The hat eventually became better known as the bowler, named after its constructor, though it has a variety of other names, including the billycock and bob hat. By the mid-20th century, it was associated with the daily work wear of the city of London, favored by British bankers and stockbrokers—as well as by Oddjob in the James Bond film Goldfinger, the recently deceased actor Patrick Macnee in The Avengers and many others.

Even before Coke approached Lock & Co., the company had a reputation for finding clever solutions to headgear problems. The hatmakers had created Admiral Lord Nelson's famous bicorn hat, which he wore in the Battle of Trafalgar in 1805. His hat had a special feature: a protective shade to cover his eye after his sight was damaged following a shrapnel wound in battle.

Compared with these rather esoteric orders, my recent requirements were relatively simple. Almost 25 years ago, I had a length of tweed woven by the old Hunters of Brora mill in Scotland. As there was still some of it left, I decided to take a meter or so to Lock & Co. to have a cap made. Lock's tweed caps are legendary, not least because the company claims to have invented the word tweed. The cloth used to be known as tweel, but a Lock employee misread it as Tweed, as in the river on which the mill was located, and rewrote it as such. More recently, Lock caps received a fashion fillip when David Beckham was photographed in one, and the company's eight-piece caps are favored by the dashing British model David Gandy.

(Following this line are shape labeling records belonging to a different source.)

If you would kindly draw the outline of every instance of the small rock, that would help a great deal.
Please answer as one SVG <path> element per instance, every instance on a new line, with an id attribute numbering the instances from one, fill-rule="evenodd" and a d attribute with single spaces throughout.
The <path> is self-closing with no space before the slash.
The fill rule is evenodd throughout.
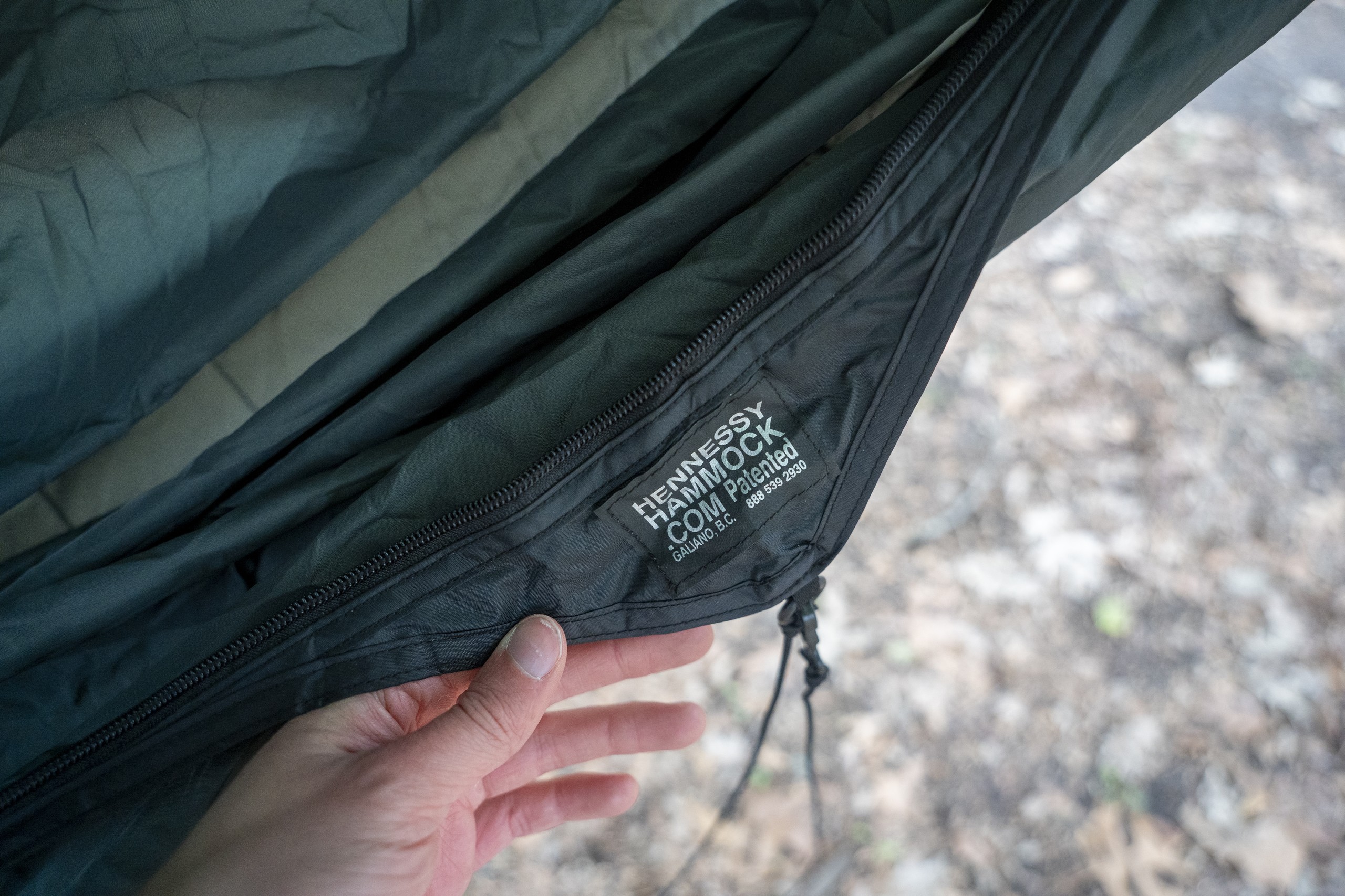
<path id="1" fill-rule="evenodd" d="M 1345 89 L 1329 78 L 1303 78 L 1298 85 L 1298 95 L 1317 109 L 1345 106 Z"/>
<path id="2" fill-rule="evenodd" d="M 908 858 L 892 869 L 892 896 L 936 896 L 948 889 L 948 860 Z"/>
<path id="3" fill-rule="evenodd" d="M 1332 313 L 1280 294 L 1279 281 L 1266 271 L 1247 271 L 1228 278 L 1233 310 L 1263 339 L 1301 340 L 1332 325 Z"/>
<path id="4" fill-rule="evenodd" d="M 1079 296 L 1098 282 L 1098 275 L 1088 265 L 1057 267 L 1046 275 L 1046 289 L 1056 296 Z"/>
<path id="5" fill-rule="evenodd" d="M 1190 371 L 1205 388 L 1228 388 L 1243 379 L 1243 365 L 1223 352 L 1193 352 Z"/>
<path id="6" fill-rule="evenodd" d="M 1142 783 L 1162 770 L 1167 755 L 1163 727 L 1153 716 L 1135 716 L 1112 728 L 1098 751 L 1098 764 L 1130 783 Z"/>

But I took my inspiration from a different fashion leader: King Edward VIII, known as the Duke of Windsor after his abdication of the British throne in December 1936. He was often painted and photographed while wearing plus fours, a Fair Isle pullover and—as a Lock client—a Turnberry cap with a crown so large that it looked like a big beret or deflated chef's toque.

Nowadays, the look is not available ready-to-wear, but Lock's cap-maker, who makes about 2,000 handmade caps a year, knew exactly what I had in mind. That is the great thing about Lock: As the world's oldest hat shop—it is in its 10th generation of family ownership—it has a kind of collective memory, in which the passage of time seems irrelevant.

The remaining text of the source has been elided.